W systemach iOS 16 i macOS Ventrua pojawiła się funkcja automatycznej weryfikacji. To oznacza, że na sprzętach Apple nie uświadczysz już irytujących próśb o wypełnienie CAPTCHA.
Jestem estetą i w pewnym stopniu także minimalistą. Lubię proste rozwiązania, które działają w sposób klarowny. Do szewskiej pasji doprowadzają mnie wszelkiej maści sieciowe rozpraszacze, które godzą w moją produktywność. Tak, mówię również o tobie – CAPTCHA. Rozumiem, że weryfikacja to konieczność, ale przecież można rozwiązać ją w wygodniej i efektowniej. Okazuje się, że jest na to sposób. Przynajmniej jeśli korzystamy ze sprzętu Apple i zdecydowaliśmy się zaktualizować komputery do najnowszej wersji.
Automatyczna weryfikacja CAPTCHA w macOS Ventura
Przesuń puzzle, rozpoznaj hydrant lub zaznacz wszystkie rowery na zdjęciu – chyba każdy z nas od czasu do czasu potrafi natknąć się na tego typu prośby, które są związane z weryfikacją CAPTCHA. Użytkownicy, którzy korzystają z systemów iOS 16 nie byli już proszeni o wspomniane aktywności. Cały proces odbywał się w pełni automatycznie. System PAT (Private Access Tokens) zapewnia stronę internetową lub aplikację, którą odwiedzasz o tym, że jesteś człowiekiem. Tym samym jesteś przepuszczany bez potrzeby przechodzenia ręcznej weryfikacji.
Działa to naprawdę dobrze, natomiast aż do teraz funkcja nie była dostępna na komputerach Apple.
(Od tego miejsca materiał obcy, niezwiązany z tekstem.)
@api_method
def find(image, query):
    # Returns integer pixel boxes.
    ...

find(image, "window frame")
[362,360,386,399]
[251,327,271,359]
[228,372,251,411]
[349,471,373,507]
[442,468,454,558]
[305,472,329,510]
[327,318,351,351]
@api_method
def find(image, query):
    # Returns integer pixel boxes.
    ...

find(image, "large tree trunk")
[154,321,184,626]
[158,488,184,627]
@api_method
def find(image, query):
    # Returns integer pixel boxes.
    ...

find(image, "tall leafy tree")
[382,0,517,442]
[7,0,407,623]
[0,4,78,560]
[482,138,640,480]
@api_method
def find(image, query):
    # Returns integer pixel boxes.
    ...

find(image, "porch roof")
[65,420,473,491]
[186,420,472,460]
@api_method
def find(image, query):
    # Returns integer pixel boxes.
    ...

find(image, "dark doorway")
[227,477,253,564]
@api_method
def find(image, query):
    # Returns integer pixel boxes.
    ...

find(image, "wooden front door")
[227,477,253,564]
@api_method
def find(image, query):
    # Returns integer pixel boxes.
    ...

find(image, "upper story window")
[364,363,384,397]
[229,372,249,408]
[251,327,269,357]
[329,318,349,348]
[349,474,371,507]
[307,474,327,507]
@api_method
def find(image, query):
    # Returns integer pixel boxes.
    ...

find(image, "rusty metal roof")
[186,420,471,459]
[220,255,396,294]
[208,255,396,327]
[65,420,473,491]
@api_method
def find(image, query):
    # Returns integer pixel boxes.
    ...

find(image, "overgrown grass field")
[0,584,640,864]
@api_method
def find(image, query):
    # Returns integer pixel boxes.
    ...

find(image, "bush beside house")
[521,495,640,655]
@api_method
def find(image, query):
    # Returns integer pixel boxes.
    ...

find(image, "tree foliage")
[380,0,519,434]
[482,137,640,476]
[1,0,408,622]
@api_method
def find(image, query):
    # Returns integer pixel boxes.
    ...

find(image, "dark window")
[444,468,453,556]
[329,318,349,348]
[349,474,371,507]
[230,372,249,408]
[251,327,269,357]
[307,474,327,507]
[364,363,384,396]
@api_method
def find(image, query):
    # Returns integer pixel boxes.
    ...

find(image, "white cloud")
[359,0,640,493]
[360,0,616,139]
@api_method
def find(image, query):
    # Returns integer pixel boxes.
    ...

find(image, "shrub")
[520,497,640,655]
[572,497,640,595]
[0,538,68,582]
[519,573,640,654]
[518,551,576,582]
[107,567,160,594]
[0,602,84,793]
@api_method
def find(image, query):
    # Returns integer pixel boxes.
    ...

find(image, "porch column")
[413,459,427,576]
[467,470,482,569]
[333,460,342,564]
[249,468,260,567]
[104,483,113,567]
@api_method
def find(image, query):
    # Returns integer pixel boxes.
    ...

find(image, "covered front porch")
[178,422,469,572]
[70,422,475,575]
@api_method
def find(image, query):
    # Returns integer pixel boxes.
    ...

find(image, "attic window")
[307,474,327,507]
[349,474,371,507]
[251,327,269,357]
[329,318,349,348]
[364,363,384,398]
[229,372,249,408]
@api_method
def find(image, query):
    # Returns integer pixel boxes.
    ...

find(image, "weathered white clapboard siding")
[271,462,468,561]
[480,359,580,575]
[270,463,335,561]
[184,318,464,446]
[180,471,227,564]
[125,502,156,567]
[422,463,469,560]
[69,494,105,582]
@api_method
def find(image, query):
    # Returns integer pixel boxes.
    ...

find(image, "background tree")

Ficzer trafił na iSprzęty dopiero z aktualizacją macOS Ventura, która zadebiutowała wczorajszego wieczora. Jak to mówią – lepiej późno niż wcale. Doceniam tego typu udogodnienia. Pamiętam, kiedy pierwszy raz zacząłem korzystać z menadżera haseł. To było „coś”, ale prawda jest taka, że w pełni doceniłem agregator, dopiero gdy został wyposażony w funkcje autouzupełniania, generowania losowych ciągów znaków oraz współpracę wieloplatformową. Automatyczna weryfikacja CAPTCHA to kolejny dobry krok na drodze do pełnej wygody.